Sometimes the largest team delivers the most mediocre results. Conversely, the single programmer (or small team) can sometimes accomplish more than the large team. Why?
Often this is the result of an idea – an idea that solves a problem. A problem which when analysed systematically appears to be unachievable, prohibitively time consuming, expensive, or complicated. Usually we turn to off-the-shelf solutions to try and solve the problem or decide that we need to hire more programmers. In fact even management rely on the technical IT staff to also be experts in maths, statistics and operational research fields; but is this reasonable?
The fact is many of the organisation’s problems have already been solved with modern techniques. But how many technical staff actually knows and understand the algorithms outside their field? And what if you decide that innovation is too risky? Even companies like Microsoft were so busy fighting government monopolisation claims it ignored the Internet and Google came along. If your company stays still, new competitors will surpass you.
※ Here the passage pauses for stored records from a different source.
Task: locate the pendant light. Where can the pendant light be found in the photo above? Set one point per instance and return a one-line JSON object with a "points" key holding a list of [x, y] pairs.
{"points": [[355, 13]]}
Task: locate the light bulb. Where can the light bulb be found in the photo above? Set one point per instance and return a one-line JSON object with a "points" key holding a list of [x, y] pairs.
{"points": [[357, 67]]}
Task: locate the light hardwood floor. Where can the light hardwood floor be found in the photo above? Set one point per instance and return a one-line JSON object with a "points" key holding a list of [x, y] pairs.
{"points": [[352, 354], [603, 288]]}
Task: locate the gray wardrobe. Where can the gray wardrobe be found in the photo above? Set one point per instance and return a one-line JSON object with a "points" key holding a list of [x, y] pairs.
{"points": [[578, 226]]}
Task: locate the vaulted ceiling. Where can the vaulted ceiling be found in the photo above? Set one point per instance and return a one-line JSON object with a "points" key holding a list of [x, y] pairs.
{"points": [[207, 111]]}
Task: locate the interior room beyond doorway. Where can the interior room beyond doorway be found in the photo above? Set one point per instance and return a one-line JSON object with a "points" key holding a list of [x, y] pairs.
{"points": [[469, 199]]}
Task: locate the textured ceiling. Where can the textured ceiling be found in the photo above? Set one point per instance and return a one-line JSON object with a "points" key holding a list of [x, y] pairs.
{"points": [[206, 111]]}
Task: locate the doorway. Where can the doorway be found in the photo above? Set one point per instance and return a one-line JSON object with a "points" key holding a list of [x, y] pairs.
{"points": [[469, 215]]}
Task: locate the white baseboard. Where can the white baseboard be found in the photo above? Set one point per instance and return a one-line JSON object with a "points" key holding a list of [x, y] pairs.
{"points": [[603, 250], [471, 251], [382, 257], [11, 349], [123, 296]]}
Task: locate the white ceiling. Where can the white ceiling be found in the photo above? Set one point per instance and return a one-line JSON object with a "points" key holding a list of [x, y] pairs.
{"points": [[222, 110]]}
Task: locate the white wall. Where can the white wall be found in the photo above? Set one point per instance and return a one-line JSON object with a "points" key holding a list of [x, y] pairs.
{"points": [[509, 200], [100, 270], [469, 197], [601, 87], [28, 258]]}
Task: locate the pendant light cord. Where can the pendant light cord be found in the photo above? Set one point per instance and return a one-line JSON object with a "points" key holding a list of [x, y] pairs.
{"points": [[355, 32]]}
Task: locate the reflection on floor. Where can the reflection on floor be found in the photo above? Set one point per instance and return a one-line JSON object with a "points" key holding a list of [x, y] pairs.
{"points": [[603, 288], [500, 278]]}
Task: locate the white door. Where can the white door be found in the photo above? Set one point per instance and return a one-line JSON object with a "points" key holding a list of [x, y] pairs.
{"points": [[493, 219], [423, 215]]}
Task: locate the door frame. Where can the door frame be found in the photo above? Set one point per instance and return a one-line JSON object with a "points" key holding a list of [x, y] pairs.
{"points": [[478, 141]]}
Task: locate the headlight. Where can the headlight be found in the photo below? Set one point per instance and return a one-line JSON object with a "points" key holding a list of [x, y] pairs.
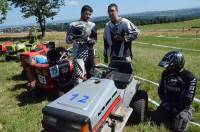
{"points": [[50, 120]]}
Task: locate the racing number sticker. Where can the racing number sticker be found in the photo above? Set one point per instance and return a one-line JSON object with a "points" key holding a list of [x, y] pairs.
{"points": [[42, 79], [54, 71], [82, 99]]}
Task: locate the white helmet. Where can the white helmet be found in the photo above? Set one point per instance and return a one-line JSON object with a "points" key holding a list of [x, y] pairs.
{"points": [[79, 31]]}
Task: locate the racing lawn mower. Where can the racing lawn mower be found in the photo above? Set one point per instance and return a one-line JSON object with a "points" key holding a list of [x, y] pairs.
{"points": [[56, 75], [26, 57], [103, 103], [14, 50]]}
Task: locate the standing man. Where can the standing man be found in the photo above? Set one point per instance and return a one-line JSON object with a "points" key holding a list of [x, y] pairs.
{"points": [[176, 91], [118, 36], [83, 35]]}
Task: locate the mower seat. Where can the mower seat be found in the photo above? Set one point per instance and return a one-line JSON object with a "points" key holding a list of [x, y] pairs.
{"points": [[123, 76]]}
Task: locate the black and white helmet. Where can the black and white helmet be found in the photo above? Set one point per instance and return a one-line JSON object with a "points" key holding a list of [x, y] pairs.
{"points": [[79, 31], [173, 60]]}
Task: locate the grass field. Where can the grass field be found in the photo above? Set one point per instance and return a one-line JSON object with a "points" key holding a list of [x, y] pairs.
{"points": [[20, 111]]}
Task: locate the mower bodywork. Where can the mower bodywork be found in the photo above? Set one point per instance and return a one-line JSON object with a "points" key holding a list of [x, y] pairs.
{"points": [[98, 104], [14, 50]]}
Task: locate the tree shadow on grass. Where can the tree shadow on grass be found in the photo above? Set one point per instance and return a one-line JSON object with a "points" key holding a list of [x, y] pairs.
{"points": [[33, 97], [19, 86]]}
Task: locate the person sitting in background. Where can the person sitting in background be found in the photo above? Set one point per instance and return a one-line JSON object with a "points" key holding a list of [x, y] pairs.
{"points": [[176, 91]]}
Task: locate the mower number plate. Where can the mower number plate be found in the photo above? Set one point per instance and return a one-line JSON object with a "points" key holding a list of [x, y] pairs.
{"points": [[80, 99], [54, 71], [42, 79]]}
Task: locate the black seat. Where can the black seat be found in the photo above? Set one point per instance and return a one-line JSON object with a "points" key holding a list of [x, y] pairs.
{"points": [[123, 75]]}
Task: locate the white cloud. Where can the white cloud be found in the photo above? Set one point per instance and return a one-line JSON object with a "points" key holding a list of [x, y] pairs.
{"points": [[71, 3]]}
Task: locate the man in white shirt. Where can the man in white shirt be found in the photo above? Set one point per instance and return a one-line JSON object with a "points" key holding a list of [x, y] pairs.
{"points": [[118, 36]]}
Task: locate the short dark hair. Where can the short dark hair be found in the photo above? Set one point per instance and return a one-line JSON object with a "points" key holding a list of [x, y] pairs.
{"points": [[86, 8], [113, 5]]}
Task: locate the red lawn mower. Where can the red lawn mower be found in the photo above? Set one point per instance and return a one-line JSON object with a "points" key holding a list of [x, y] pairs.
{"points": [[3, 49], [57, 76]]}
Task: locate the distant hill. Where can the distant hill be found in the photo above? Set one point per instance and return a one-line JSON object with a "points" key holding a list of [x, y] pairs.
{"points": [[195, 12], [143, 18]]}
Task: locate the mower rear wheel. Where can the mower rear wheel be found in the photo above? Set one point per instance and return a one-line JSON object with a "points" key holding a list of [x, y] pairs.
{"points": [[139, 105]]}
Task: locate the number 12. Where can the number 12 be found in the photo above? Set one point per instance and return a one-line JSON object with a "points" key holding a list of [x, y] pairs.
{"points": [[84, 99]]}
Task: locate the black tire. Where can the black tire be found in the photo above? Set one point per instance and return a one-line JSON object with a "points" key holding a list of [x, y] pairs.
{"points": [[139, 105], [23, 75]]}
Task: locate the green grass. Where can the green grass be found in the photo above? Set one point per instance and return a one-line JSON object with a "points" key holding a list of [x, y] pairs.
{"points": [[20, 110], [177, 25]]}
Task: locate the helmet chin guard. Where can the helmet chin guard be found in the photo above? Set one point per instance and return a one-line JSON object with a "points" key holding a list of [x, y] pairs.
{"points": [[173, 61]]}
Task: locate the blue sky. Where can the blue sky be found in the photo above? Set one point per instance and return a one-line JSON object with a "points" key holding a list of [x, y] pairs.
{"points": [[72, 8]]}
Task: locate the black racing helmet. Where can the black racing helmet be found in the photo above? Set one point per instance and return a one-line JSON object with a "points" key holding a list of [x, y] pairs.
{"points": [[173, 60]]}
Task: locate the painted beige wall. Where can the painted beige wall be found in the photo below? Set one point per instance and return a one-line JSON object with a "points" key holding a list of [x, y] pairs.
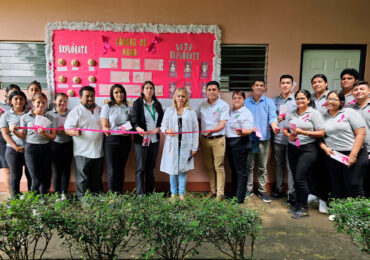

Modern methods are well known and specialise in helping business. Note that Operations research is about deriving optimal solutions to maximize sales or profits and/or to minimize costs, losses, or risks and yet how often is this applied?
Innovation is not limited to but should include:
- Operations research:
- Linear programming
- Simplex method
- Statistical methods:
- Multivariate analysis
- Factorisation/Principal Component Analysis
- Hierarchical regression
- Cluster analysis
- Non linear optimisations:
- Lagrange polynomials
- Hermite interpolation
- Cubic splines
The company that fails to innovate is standing still. Meanwhile, its competitors may be advancing.
Innovation is not just about efficiency, it’s about company survival and the competitive edge needed for tomorrow.